Paul: Yeah, I do have a really high bar for that because like I am sensitive and I grew up when I learned to program all online with books and with forums. And I remember how hard it was as a new developer that didn't know best practice and people would be like, why are you even trying to do that?

It's so stupid. And it's like, dude, I've been programming for like six months, calm down. And, I think it's common. I think, I mean, that happened in the Ruby forums happened in the rails forums. it's a common thing, I think across the internet and various communities. So it may not even be that Crystal is particularly bad.

It's probably a lot like most communities, but we just want ours to be exceptional. Um, in terms of making people feel welcome and if someone has a bad idea and air quotes bad because maybe it's a great idea and we just don't have the context, but if it is a bad idea, we're not going to say, why are you doing that?

Blah, blah, blah. First, let's help you solve your problem and then talk about how might this be better? Maybe there's a better way to do it. And. It just feels a lot better. People are more accepting to have your feedback when you're not just immediately jumping on them and say, why are you even trying to do that? I think that's important.

Jeremy: Yeah. I mean, I think that probably applies to really all projects, right? Like they could all kind of stand to learn from some of that. And Kind of see it from the other person's perspective who doesn't have sort of all the. The same knowledge that you know you've been building up and maybe they can bring you a new perspective as well that you didn't, you didn't even think about.

Paul: Yeah, totally. I mean, we've changed stuff in lucky a lot of stuff that I was pretty sure about and they asked if it could be done differently, shared their use case, and it's like, Oh yeah, I made a mistake. And so it's good for everyone. Like if you show a little bit of vulnerability and openness, you're much more likely to learn.

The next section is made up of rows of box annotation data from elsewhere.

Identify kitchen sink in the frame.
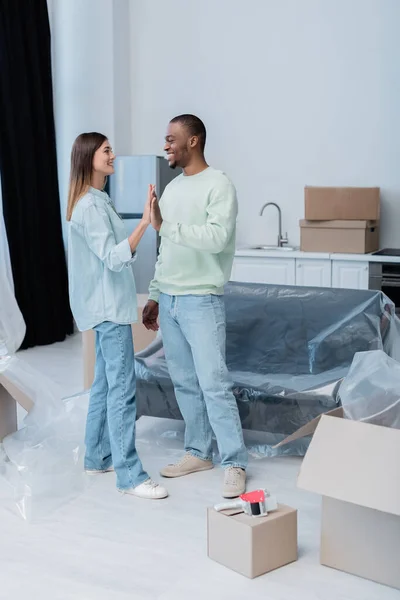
[245,245,294,252]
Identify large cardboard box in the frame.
[82,294,157,390]
[300,220,379,254]
[294,409,400,589]
[207,504,297,579]
[304,186,380,221]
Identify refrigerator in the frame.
[106,155,181,294]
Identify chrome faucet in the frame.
[260,202,289,248]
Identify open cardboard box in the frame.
[279,408,400,589]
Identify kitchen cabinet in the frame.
[332,260,369,290]
[231,256,296,285]
[296,258,332,287]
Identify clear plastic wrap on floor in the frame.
[0,356,88,522]
[0,284,400,521]
[339,350,400,429]
[136,283,400,448]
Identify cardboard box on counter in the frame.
[304,186,380,221]
[300,220,379,254]
[279,408,400,589]
[207,504,297,579]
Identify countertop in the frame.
[235,247,400,264]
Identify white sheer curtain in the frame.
[0,179,26,358]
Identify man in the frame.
[143,115,247,498]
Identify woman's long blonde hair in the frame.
[67,132,108,221]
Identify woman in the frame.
[67,133,168,499]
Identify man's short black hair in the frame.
[171,115,207,152]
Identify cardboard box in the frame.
[207,504,297,579]
[294,409,400,589]
[304,186,380,221]
[300,220,379,254]
[0,373,33,442]
[82,294,157,390]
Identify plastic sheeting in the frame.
[136,283,400,440]
[0,284,400,521]
[0,356,88,521]
[339,350,400,429]
[0,184,26,357]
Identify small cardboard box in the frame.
[0,373,33,442]
[208,504,297,579]
[294,409,400,589]
[304,186,380,221]
[300,220,379,254]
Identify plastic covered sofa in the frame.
[136,283,399,435]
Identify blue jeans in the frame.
[159,294,247,469]
[85,322,149,489]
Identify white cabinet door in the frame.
[296,258,332,287]
[332,260,369,290]
[231,256,296,285]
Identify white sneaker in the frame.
[85,465,114,475]
[118,479,168,500]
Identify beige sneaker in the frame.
[160,452,214,477]
[222,467,246,498]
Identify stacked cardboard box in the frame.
[300,186,380,254]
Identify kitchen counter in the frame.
[235,247,331,260]
[235,247,400,264]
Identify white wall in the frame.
[48,0,131,241]
[130,0,400,247]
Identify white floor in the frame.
[0,335,399,600]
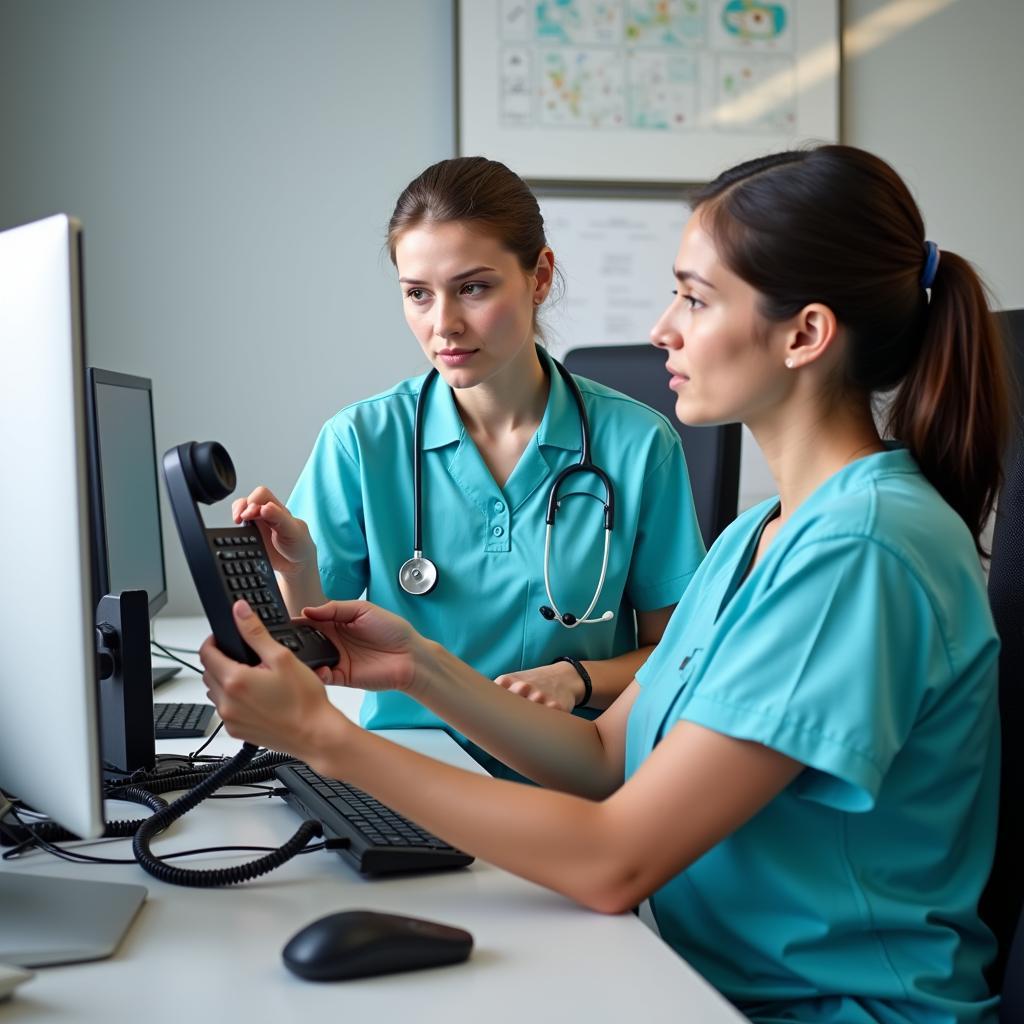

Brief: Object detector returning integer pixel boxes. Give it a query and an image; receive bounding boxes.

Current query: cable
[150,640,203,676]
[132,743,324,889]
[188,721,224,761]
[0,785,167,860]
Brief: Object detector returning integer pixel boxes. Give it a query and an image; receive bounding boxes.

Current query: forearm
[410,641,623,798]
[278,558,328,618]
[577,644,654,710]
[310,724,635,912]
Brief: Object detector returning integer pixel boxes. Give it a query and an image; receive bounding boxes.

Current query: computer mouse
[281,910,473,981]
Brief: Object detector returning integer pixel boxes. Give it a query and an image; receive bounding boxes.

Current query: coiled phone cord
[0,785,167,846]
[132,743,324,889]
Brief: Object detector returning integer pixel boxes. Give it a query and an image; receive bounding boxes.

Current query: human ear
[782,302,839,370]
[534,246,555,306]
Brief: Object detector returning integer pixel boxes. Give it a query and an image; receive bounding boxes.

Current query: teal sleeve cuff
[682,693,882,812]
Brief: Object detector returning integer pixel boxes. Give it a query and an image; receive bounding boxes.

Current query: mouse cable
[132,743,324,889]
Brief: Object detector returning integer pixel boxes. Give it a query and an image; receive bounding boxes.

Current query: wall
[0,0,1024,612]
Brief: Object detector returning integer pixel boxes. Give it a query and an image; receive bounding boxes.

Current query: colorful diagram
[498,0,799,134]
[536,0,623,46]
[709,0,795,53]
[722,0,787,43]
[540,47,626,128]
[626,0,708,47]
[629,51,699,131]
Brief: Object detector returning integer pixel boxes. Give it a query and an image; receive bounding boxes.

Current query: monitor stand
[96,590,189,779]
[0,870,146,967]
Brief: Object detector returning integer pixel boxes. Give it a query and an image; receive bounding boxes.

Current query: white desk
[0,620,743,1024]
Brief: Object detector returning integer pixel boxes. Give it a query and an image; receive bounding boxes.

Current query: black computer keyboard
[274,761,473,874]
[153,703,213,739]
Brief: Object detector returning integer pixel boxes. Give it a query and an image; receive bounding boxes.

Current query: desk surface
[0,618,743,1024]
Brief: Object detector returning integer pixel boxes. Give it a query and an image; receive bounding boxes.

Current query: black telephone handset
[164,441,338,669]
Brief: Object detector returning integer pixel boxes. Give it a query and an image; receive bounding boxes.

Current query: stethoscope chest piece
[398,551,437,597]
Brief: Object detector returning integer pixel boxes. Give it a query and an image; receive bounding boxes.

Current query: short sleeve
[288,421,370,600]
[626,436,705,611]
[679,537,951,811]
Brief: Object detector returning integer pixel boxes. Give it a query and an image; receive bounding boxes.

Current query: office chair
[562,345,740,548]
[980,309,1024,1024]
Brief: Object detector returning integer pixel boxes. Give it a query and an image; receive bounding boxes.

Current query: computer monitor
[0,214,145,966]
[86,368,178,685]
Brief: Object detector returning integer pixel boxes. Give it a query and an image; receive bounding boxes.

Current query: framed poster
[457,0,840,182]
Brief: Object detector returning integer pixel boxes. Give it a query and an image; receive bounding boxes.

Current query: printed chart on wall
[458,0,839,181]
[540,196,689,356]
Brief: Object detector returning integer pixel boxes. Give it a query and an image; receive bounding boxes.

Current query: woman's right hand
[302,601,430,693]
[231,486,316,579]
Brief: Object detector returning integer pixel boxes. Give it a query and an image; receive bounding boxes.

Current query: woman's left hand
[495,662,583,711]
[199,601,355,762]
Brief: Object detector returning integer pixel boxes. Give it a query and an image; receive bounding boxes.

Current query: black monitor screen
[89,370,167,615]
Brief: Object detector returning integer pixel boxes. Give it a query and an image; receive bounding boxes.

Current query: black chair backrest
[981,309,1024,1022]
[563,345,741,548]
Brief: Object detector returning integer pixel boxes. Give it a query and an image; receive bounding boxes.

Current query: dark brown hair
[691,145,1010,550]
[387,157,547,273]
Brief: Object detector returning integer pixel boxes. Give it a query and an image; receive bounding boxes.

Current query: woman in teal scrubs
[202,146,1009,1024]
[233,157,705,773]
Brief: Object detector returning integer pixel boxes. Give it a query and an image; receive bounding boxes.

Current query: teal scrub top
[626,450,998,1024]
[288,354,705,739]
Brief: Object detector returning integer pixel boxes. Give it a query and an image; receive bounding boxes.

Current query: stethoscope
[398,348,615,629]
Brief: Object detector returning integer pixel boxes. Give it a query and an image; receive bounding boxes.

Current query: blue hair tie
[921,242,939,289]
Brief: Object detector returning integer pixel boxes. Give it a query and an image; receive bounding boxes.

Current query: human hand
[495,662,582,712]
[302,601,429,692]
[231,486,316,578]
[199,601,355,762]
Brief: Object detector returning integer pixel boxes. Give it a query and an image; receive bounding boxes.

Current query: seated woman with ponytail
[197,146,1009,1024]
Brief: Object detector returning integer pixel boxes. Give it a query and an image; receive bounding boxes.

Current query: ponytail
[692,145,1011,554]
[887,252,1011,555]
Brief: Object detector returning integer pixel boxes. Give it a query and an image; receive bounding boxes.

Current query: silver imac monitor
[0,214,145,966]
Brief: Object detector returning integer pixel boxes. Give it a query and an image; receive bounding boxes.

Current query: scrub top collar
[419,350,582,452]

And you're much more likely to learn new and novel things because the people with, the strongest opinions are often the ones that have that opinion based on some principle they read about or a talk or something else. It's the quiet people that are like, Hey, can we try doing this like a little differently?

And you're like, Whoa, I've never thought of this. Because no one else has, but you're new. You came up with this great new, innovative idea and he felt comfortable sharing because we're not just shooting people down constantly and so yeah, I wish more communities did that in general because it's mutually beneficial.

Jeremy: That's a good place to start wrapping up. Where should people go if they want to learn more about lucky?

Paul: First place, luckyframework.org. That's the main website. It has guides. it has blog posts that you can follow or subscribe to with new announcements. Uh, and it has a link to our chat room as well as the github. So that's where I'd go. Feel free to hop on the chat room anytime. Um, we're all really helpful, and try and be nice. And so like, people shouldn't hesitate to run in there if they have problems. Um. If there's stuff that's confusing. Um, feel free to open an issue on lucky. We have a tag that's like, improve error experience. So we're, we have dedicated stuff just to do that. Yeah. In fact, if you start a lucky project, then you get a compile time error when you first start or are fresh on a project, it says, Hey, if you're still stuck, go to our chat room and ask for help.

Everyone should feel free to do that.

Jeremy: Very cool. and how can people follow you and see what you're up to.

Paul: @PaulCSmith on Twitter. Probably the best way to do it right now. Maybe one day I'll have a blog or something, but right now it's Twitter.

Jeremy: Cool. Well, uh, Paul, thank you so much for coming on the show.

Paul: Yeah. Thanks for having me. I really enjoyed it.